Well-meaning organizations can also encourage their staff members to come together in vulenteer form to undertake a crowdfunding initiative to touch the lives of low income individuals or community like we see in the case of First Bank with SPARK Initiative.
So in line, businesses can undertake to do the same as First Bank’s SPARK (Start Performing Acts of Random Kindness) initiative. Though the company instigated initiative, it is not directly involved. It is the staff who are directly and voluntarily involved. SPARK is aimed at inspiring and initiating kindness and empathy, as well as consideration for others, especially their immediate environment.
Private individuals can as well donate their time to sharing specialized knowledge in a particular field that will benefit the low income earners or poor of the society. One of the causes of poverty is lack of financial discipline in people’s private lives and businesses. Philanthropy could be in the form of devoting your time to share knowledge on financial literacy and counseling to the ignorants. Once people are aware, they avoid impending socioeconomic pitfalls, which has the tendency to affect generations after them.

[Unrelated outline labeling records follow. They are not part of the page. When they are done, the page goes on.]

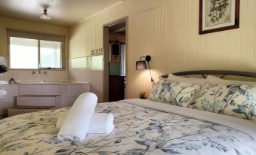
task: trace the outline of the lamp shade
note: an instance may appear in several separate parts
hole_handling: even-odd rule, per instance
[[[136,70],[147,69],[146,61],[137,61]]]

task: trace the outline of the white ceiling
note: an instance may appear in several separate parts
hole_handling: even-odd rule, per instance
[[[72,26],[122,0],[0,0],[0,16]],[[48,8],[51,20],[39,19]]]

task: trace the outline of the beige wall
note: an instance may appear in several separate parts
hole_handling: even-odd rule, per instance
[[[69,29],[67,27],[0,17],[0,56],[5,56],[8,53],[6,28],[66,35],[67,37],[69,34]],[[66,49],[66,58],[68,50],[67,41]],[[46,74],[39,74],[39,72],[36,72],[35,74],[32,74],[32,71],[11,70],[7,73],[1,74],[0,81],[8,80],[11,78],[14,78],[17,81],[67,80],[68,69],[67,63],[66,64],[66,71],[48,71]]]
[[[128,16],[128,98],[151,90],[148,71],[134,69],[135,61],[147,54],[156,81],[160,74],[187,70],[255,71],[256,2],[240,2],[240,29],[199,35],[199,0],[126,0],[70,29],[69,58],[102,47],[103,25]],[[70,69],[69,76],[76,80],[81,74],[81,80],[90,82],[91,72]],[[103,79],[94,82],[102,85]]]

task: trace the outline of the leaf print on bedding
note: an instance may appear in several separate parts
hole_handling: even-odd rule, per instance
[[[205,84],[189,108],[256,122],[256,85]]]
[[[98,104],[96,112],[103,110],[113,113],[115,131],[88,134],[83,142],[58,141],[56,121],[66,108],[2,120],[0,154],[205,154],[206,150],[215,155],[236,154],[235,149],[255,154],[251,149],[255,140],[230,127],[124,102]],[[39,122],[40,118],[43,121]],[[32,128],[34,122],[36,127]]]
[[[199,90],[199,84],[162,79],[152,90],[149,100],[187,107]]]

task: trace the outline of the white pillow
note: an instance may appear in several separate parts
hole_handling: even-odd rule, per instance
[[[218,77],[213,75],[208,75],[206,78],[207,83],[212,84],[256,84],[256,82],[251,81],[231,81],[231,80],[224,80]]]
[[[204,78],[186,78],[186,77],[182,77],[182,76],[174,75],[171,73],[168,74],[168,77],[167,79],[171,80],[171,81],[180,81],[183,82],[189,82],[189,83],[194,83],[194,84],[203,84],[206,82],[206,80]]]

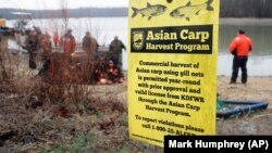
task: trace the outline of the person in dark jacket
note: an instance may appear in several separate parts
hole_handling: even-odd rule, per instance
[[[110,60],[113,61],[115,65],[122,65],[122,50],[126,50],[125,44],[119,39],[118,36],[110,43]]]
[[[26,50],[29,53],[28,66],[33,69],[37,67],[36,65],[36,56],[39,49],[39,38],[37,31],[32,29],[29,35],[25,40]]]
[[[252,41],[246,36],[245,30],[238,30],[237,37],[232,40],[228,50],[234,55],[231,84],[236,84],[239,68],[242,69],[242,82],[246,84],[248,77],[247,61],[249,52],[252,50]]]

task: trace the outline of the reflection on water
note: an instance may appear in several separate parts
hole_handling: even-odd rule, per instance
[[[249,76],[271,76],[271,25],[272,20],[220,20],[218,75],[231,75],[233,56],[228,53],[228,44],[237,30],[243,28],[254,42],[247,65]]]

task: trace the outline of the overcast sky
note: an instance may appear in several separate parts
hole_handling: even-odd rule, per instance
[[[97,7],[128,7],[129,0],[0,0],[0,8],[16,9],[61,9],[63,5],[70,9]]]

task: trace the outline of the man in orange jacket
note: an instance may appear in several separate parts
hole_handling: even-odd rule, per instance
[[[234,55],[231,84],[236,84],[239,67],[242,69],[242,82],[247,82],[247,61],[251,50],[251,39],[246,36],[245,30],[239,29],[237,37],[235,37],[230,44],[230,52]]]

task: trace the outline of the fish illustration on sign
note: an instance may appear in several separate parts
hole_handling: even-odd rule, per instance
[[[166,11],[166,7],[162,4],[153,4],[147,2],[147,7],[143,9],[132,8],[133,9],[133,15],[132,17],[135,17],[137,14],[141,14],[144,16],[148,16],[148,21],[151,20],[153,16],[158,16],[163,14]]]
[[[176,8],[170,13],[170,16],[175,18],[186,18],[189,22],[189,17],[193,15],[198,15],[199,12],[203,9],[208,11],[213,11],[211,7],[213,0],[208,0],[205,3],[191,5],[190,1],[186,5]]]

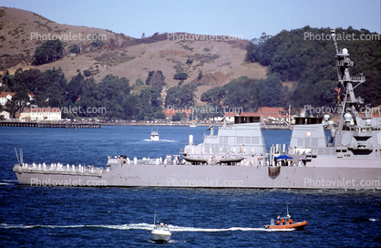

Upskilling is also an initiative which private philanthropists can engage in. Before now, upskilling only takes place in organisations where businesses train their staff to meet up with new trends in their operations. That particular kind of upskilling, though not wrong, is targeted at meeting up with the company’s demands and improving their revenues. However, there are several millennials who earnestly desire to upskill themselves in their various career calling but do not have the resources and means to do so.
To come to the rescue of such fellows, individuals philanthropists can undertake to announce their willingness to assist in funding such a venture or even bring together professionals with fresh ideas in particular fields of knowledge to offer various forms of trainings to such persons. Rather than benefiting an organization this time around, individuals whose lives would have been bettered with the upskilling initiatives benefits and the larger society gains.
Private individuals can offer to underwrite scholarships for talented persons, sponsoring cultural and artistic activities, or supporting educational and other improving organizations. There are several people who today would never have seen the four walls of the higher institutions, but for the kind gestures of private individuals. Such deeds of kindness will never go unnoticed or unappreciated. We have people at different places who graduated from apprenticeship of some vocational trainings, but roaming about due to absence of capital. If such people can be provided funds with which to start up their business, they will be able to help themselves as well as people around them.
In a publication by BusinessDay newspapers, it was stated that the implementation of the SPARK Initiative in 2022 saw employees under the banner of their various departments make choices regarding the specific nature of intervention they would want to undertake and the specific group of people or institutions within their immediate communities that they would want to extend the milk of human kindness to.
Just like First Bank, several other organisations can inculcate such philanthropic morals in their staff and that will translate to the larger society.